EAST RUTHERFORD, N.J. -- Tom Brady set a record, surpassing Brett Favre and Peyton Manning's mark for regular-season wins in a career, yet he wasn't all that happy with how it went down.

Brady's 187th victory -- a 24-17 win over the Jets on Sunday -- puts him alone atop quarterback totem pole when it comes to success in the regular season as a starter.

That kind of achievement means a lot of things. It means Brady has played for a very long time. It means he's been very durable. It means he's been a part of some very good teams. 


Yet when asked about the record, he could only think of Sunday and what had just transpired at MetLife Stadium. It was far from one of the more easygoing of his 187. 

"I wish we would have done better," Brady said. "But we won. Probably a lot to learn from it. I wish we could have played a little bit better offensively. We got down early and fought back. We had a good series before the half and hung in there at the end." 

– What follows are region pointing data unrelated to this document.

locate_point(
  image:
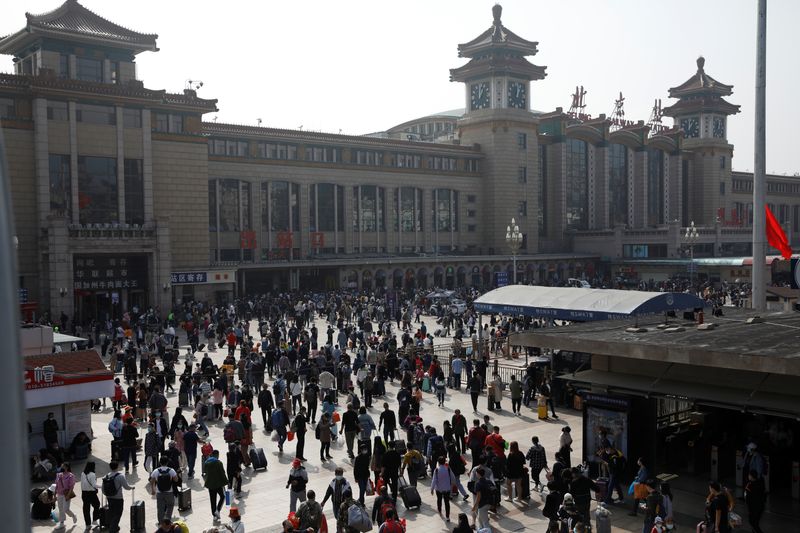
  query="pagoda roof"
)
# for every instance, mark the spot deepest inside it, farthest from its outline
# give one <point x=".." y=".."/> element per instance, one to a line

Brady fought some intermittent accuracy issues to finish 20-for-38 for 257 yards, two scores and an interception. He led the Patriots on a 96-yard touchdown drive, completing three of four passes for 45 yards (and getting some help from a 33-yard pass-interference penalty), to cut the Jets lead to a touchdown in the second quarter. At the end of the first half, he took the Patriots 63 yards in six plays and 26 seconds to tie the game on a Rob Gronkowski two-yard score. 

It wasn't perfect. He was intercepted by Buster Skrine deep down the middle of the field. He should have been intercepted by Skrine on the series prior, but Skrine dropped the sideline attempt to Gronkowski. 

But it was enough. Again. 

"That's what we're all here for is to win games," Bill Belichick said. "We've been very fortunate to have had Tom at the helm for a lot of those wins. That's what we're all in it for is to win."

Of all the well-established quarterbacks in the NFL, Aaron Rodgers might have the best shot at catching Brady. But it doesn't mean he has a good shot. Rodgers has 94 career wins at 33 years old. He'd have to win about 13 games over the course of the next seven seasons to get where Brady is. 

On Sunday, Rodgers suffered what could be a season-ending broken clavicle, putting into perspective just how rare it is for someone at the position to have played in as many games as Brady has and won with such consistency. Other than a torn ACL in 2008, he has not missed significant playing time despite dealing with an array of injuries -- including the left shoulder ailment he's dealing with at the moment. 

"I think that's a great thing for any player," Brady said of his durability. "The only way to improve is to stay out there. I think a team can only really count on you if you're out there practicing and playing. Ever since I started playing in sports, I felt like I had to be out there for my team, and I work pretty hard at it.

"I wish I could have played a little better today, but it was at least nice to be out there."